No hacer del sacramento una sala de tortura ni una vulgar tintorería. A veces tengo la impresión de que hemos banalizado este sacramento por exceso y por defecto: por exceso cuando hicimos de la confesión, más los curas que los penitentes, una auténtica tortura vergonzante que nos llenaba de escrúpulos la conciencia al querer contar, pesar y medir las traiciones y heridas de granjeaban los pecados contra el Señor, contra el hermano y contra nosotros mismos; por defecto cuando unos y otros hemos abaratado el sacramento según nuestras ocurrencias y genialidades, según nuestra comodidad ilustrada, para ofrecer como curas o esperar como penitentes lo que ni Dios ni la Iglesia querían darnos, falseando como terapia colectiva lo que debería ser un encuentro personal con la misericordia. El pecado es más que una mancha que se lava el en bombo común de una tintorería, dice el Papa, pues el pecado es una herida que hay que curarla y medicarla personalmente. Celebrar la penitencia como un momento sereno de encuentro con Dios, abriendo mi corazón a un hermano sacerdote para que él en nombre de Dios y con la autoridad confiada a la Iglesia pueda absolver nuestras faltas y pecados sin rebajas y sin trampa, sino como la Iglesia nos indica.

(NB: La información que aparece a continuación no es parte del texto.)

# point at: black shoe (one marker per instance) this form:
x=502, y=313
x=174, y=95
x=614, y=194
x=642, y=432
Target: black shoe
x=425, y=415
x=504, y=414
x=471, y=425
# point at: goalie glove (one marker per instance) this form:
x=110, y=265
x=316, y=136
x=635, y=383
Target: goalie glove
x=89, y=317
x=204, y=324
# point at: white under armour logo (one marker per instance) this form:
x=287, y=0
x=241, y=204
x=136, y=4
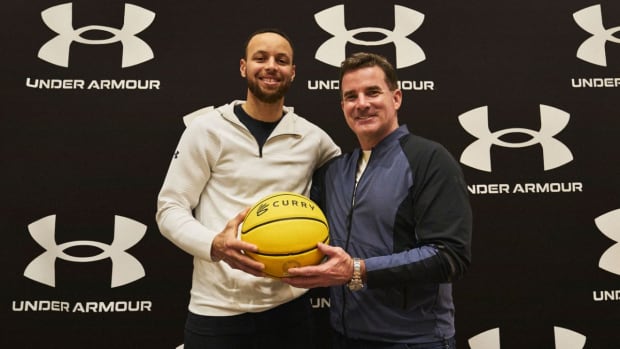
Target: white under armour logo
x=609, y=225
x=59, y=19
x=406, y=21
x=564, y=339
x=478, y=154
x=125, y=267
x=592, y=50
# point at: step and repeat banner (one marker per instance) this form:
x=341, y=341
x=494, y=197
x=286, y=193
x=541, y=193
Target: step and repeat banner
x=525, y=95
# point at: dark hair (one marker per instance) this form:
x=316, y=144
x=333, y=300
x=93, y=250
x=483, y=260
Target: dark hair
x=365, y=60
x=262, y=31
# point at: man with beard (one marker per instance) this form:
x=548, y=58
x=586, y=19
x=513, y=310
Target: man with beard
x=400, y=223
x=226, y=160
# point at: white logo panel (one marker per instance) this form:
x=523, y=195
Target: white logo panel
x=609, y=225
x=406, y=21
x=59, y=19
x=125, y=267
x=478, y=154
x=592, y=50
x=564, y=339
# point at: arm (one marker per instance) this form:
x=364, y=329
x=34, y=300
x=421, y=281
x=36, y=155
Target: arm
x=188, y=174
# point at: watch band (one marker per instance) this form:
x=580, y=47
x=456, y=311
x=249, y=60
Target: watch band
x=356, y=283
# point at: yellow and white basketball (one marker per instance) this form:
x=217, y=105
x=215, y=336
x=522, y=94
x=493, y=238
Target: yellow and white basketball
x=286, y=227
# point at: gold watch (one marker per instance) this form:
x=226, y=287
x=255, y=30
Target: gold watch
x=356, y=283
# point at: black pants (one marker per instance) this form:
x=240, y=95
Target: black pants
x=289, y=325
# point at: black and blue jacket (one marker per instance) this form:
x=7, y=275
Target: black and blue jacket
x=411, y=222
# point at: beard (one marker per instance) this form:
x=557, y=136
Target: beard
x=266, y=96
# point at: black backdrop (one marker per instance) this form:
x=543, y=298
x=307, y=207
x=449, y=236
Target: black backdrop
x=85, y=147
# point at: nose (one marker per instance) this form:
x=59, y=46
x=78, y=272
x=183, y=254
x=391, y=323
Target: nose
x=271, y=63
x=362, y=101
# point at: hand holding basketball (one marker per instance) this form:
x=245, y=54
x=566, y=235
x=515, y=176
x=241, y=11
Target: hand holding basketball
x=227, y=248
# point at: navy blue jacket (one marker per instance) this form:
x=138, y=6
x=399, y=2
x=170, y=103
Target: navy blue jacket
x=411, y=223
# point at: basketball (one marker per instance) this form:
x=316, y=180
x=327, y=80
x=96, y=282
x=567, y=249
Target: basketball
x=286, y=227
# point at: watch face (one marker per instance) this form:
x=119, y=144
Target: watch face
x=355, y=285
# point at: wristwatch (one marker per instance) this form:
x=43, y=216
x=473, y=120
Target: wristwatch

El sacerdote llamado a ser ministro de la misericordia divina es ese buen samaritano, sabe Dios de qué heridos en el camino: las heridas del desafecto, de la soledad y el miedo; las heridas del cansancio, de la enfermedad y hastío; las heridas de la frivolidad irresponsable y del egoísmo; las heridas de la increencia y sinsentidos; las heridas de las pateras, del hambre y del terrorismo, las heridas del miedo y la desesperanza, las heridas del pecado con todas sus facturas públicas y sus fracturas internas. Tantas heridas, tantas. Tantos mirones impávidos y entretenidos, tantos. Sólo Jesús samaritano, sacerdote misericordioso tuvo mirada conmovida, descabalgó su prisa, detuvo su tiempo y estrechó al herido. Lo llevó consigo, le alojó en la posada y le pagó la cuenta como se invita a un amigo. Así nos trata Dios, y de ese trato somos nosotros sus testigos.

Queridos hermanos sacerdotes, gracias por vuestra entrega en las 4 estaciones del año, cuando hay frío y cuando abrasa, cuando la vida explota y cuando parece yerta. Gracias por seguir diciendo sí a la llamada recibida. En esta mañana en la que consagramos los santos óleos, pedimos al Señor ser cada uno de nosotros ungidos para que según nuestra vocación en la Iglesia seamos el bálsamo misericordioso para cuantos encontramos en el camino, ese bálsamo que nos ha curado a nosotros primero y por eso podemos contarlo como una gracia que nos ha tocado. Que María, nos sostenga con su dulzura misericordiosa. El Señor os bendiga y os guarde.